Multi-Information Source Optimization
This addresses the problem of efficiently optimizing expensive functions using multiple biased approximations, which is incremental but important for applications like reinforcement learning and engineering.
The paper tackles Bayesian optimization of expensive black-box functions with cheaper, biased approximations by introducing a novel algorithm that rigorously handles model discrepancies and noisy observations. The method consistently outperforms state-of-the-art techniques, achieving higher objective values and lower exploration costs.

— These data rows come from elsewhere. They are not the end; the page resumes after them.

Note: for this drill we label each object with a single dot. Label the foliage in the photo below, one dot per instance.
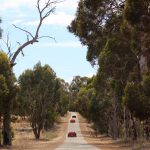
(39, 88)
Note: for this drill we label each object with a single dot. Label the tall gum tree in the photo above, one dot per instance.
(44, 11)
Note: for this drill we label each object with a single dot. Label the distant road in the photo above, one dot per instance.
(75, 143)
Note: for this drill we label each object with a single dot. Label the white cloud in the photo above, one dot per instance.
(59, 18)
(90, 75)
(69, 4)
(18, 21)
(65, 44)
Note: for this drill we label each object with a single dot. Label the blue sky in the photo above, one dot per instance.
(66, 56)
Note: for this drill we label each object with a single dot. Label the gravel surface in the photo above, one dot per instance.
(75, 143)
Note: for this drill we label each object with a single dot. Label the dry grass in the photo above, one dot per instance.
(106, 143)
(25, 140)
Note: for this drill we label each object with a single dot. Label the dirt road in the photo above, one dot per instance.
(75, 143)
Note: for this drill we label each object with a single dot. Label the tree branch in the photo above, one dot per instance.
(44, 12)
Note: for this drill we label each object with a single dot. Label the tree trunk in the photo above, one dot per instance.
(36, 130)
(7, 138)
(0, 130)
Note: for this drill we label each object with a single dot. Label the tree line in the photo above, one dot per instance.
(116, 34)
(38, 95)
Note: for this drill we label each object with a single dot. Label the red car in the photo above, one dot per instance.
(74, 116)
(72, 134)
(72, 121)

We consider Bayesian optimization of an expensive-to-evaluate black-box objective function, where we also have access to cheaper approximations of the objective. In general, such approximations arise in applications such as reinforcement learning, engineering, and the natural sciences, and are subject to an inherent, unknown bias. This model discrepancy is caused by an inadequate internal model that deviates from reality and can vary over the domain, making the utilization of these approximations a non-trivial task. We present a novel algorithm that provides a rigorous mathematical treatment of the uncertainties arising from model discrepancies and noisy observations. Its optimization decisions rely on a value of information analysis that extends the Knowledge Gradient factor to the setting of multiple information sources that vary in cost: each sampling decision maximizes the predicted benefit per unit cost. We conduct an experimental evaluation that demonstrates that the method consistently outperforms other state-of-the-art techniques: it finds designs of considerably higher objective value and additionally inflicts less cost in the exploration process.